Chapter 4, "A Kingly Revolution," explores the social and political transformation of India effected by King Ashoka's adoption of basic Buddhist principles, while chapter 5, "The Soul of Enlightenment," describes the practice and power of mindfulness, or deep awareness. Thurman describes this practice as "a conscious act of making one's own life purposeful and by experiencing unconditional love and

p.141

compassion, of easing the suffering of others everywhere" (p. 160). Chapter 6, "The Power of Cool Heroism," explores the contemporary relevance of the advice that India's most famous Buddhist thinker, Nagarjuna, gave to King Udayi, as recorded in the Jewel Garland. Nagarjuna's emphasis on developing critical understanding and compassion point the way, according to Thurman, "to an individualistic, nonviolent, education-oriented, altruistic society, decentralized, yet global" (p. 192).

Chapter 7, "The World-taming Adepts," explores the spiritual technologies of great Buddhist heroes like Ghantapa and Padma Sambhava, who, by the power of their lives and actions, exerted incredible transforming power on their societies.
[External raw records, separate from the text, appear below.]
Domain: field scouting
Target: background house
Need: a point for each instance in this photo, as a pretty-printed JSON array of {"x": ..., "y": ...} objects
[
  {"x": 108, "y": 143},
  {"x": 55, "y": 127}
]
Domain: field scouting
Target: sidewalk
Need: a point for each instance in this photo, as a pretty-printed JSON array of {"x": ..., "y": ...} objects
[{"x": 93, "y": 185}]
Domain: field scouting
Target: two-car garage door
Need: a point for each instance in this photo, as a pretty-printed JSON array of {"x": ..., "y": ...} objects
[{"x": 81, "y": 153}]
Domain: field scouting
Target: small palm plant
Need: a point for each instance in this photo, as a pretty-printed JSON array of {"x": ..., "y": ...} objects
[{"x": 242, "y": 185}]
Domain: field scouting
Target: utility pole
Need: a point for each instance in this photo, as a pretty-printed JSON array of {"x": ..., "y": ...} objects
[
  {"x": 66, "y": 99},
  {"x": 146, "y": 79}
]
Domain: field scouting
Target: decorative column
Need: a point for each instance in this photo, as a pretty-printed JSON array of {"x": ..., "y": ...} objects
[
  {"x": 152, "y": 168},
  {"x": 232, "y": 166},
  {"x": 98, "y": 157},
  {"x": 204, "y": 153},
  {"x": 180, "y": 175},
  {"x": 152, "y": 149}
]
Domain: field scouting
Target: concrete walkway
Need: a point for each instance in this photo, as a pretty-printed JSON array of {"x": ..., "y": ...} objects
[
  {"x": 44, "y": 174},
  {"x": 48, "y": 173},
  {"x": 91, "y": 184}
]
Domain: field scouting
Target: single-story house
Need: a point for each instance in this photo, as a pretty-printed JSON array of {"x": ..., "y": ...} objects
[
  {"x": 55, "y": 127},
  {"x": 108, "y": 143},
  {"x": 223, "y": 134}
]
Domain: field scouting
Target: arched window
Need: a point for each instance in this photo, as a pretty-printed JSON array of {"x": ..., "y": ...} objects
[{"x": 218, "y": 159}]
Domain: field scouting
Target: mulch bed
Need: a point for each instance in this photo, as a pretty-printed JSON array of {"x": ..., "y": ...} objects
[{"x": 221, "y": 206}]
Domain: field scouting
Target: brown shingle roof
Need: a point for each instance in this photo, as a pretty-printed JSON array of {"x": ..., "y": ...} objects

The lesson Thurman wants us to learn from this chapter is that to overcome the evil forces of collectivism, militarism, utilitarianism, stinginess, materialism, and fanaticism, we must become heroes, having the strength and compassion to work unceasingly for the true happiness of all beings. Chapter 8, "Inner Modernity," claims that the last thousand years of Tibetan history reveal that through a "continuous process of inner revolution and cool evolution ... Tibet has been the secret dynamo ... that has turned the outer world toward enlightenment" (p. 225). Interesting as this chapter is, it most clearly reveals Thurman as an unabashed, though critical, apologist for Tibetan culture, particularly in his eulogizing of the Fifth Dalai Lama (p. 253).

Inner Revolution is filled with many helpful analogies and useful metaphors, frequently engaging and insightful. For example, on page 278 Thurman quotes Santideva: "Who doesn't want to hurt his feet when he walks the rough and brambly earth has two choices; either cover the earth with leather or make himself a pair of sandals." Interpreting the metaphor as an insight into the difference between the project of transforming ourselves, the interior environment, and the project of transforming nature, the external environment, Thurman says: "We in the West have been trying vainly to make the earth into a perfect softball, sewing it up in the leather of protective material smoothness, trying to save human sensitivity by changing and rearranging the outer environment. The Indian and Tibetan enlightenment took the other turn. It decided that the "foot" of the sensitive human mentality should learn to protect itself with the "sandal" of self-mastery, that internal understanding and control are more practically achievable than total control of the infinite external."

This is an important book about Buddhism by one of the most insightful Buddhist scholars of our time. But perhaps its greatest value lies in its application of a deep understanding of both Buddhist and Western cultures to the creation of the conditions in tomorrow's world that might enable us to achieve meaningful freedom, peace, and real happiness. My main criticism derives from my skepticism about all attempts to revolutionize or transform one culture by means of ideas imported from another. But Thurman makes a convincing case for the importance of trying to incorporate Buddhist ideas into our attempts to engage in social and political reform. I would recommend this book to all students of Buddhism and to all students of history and politics.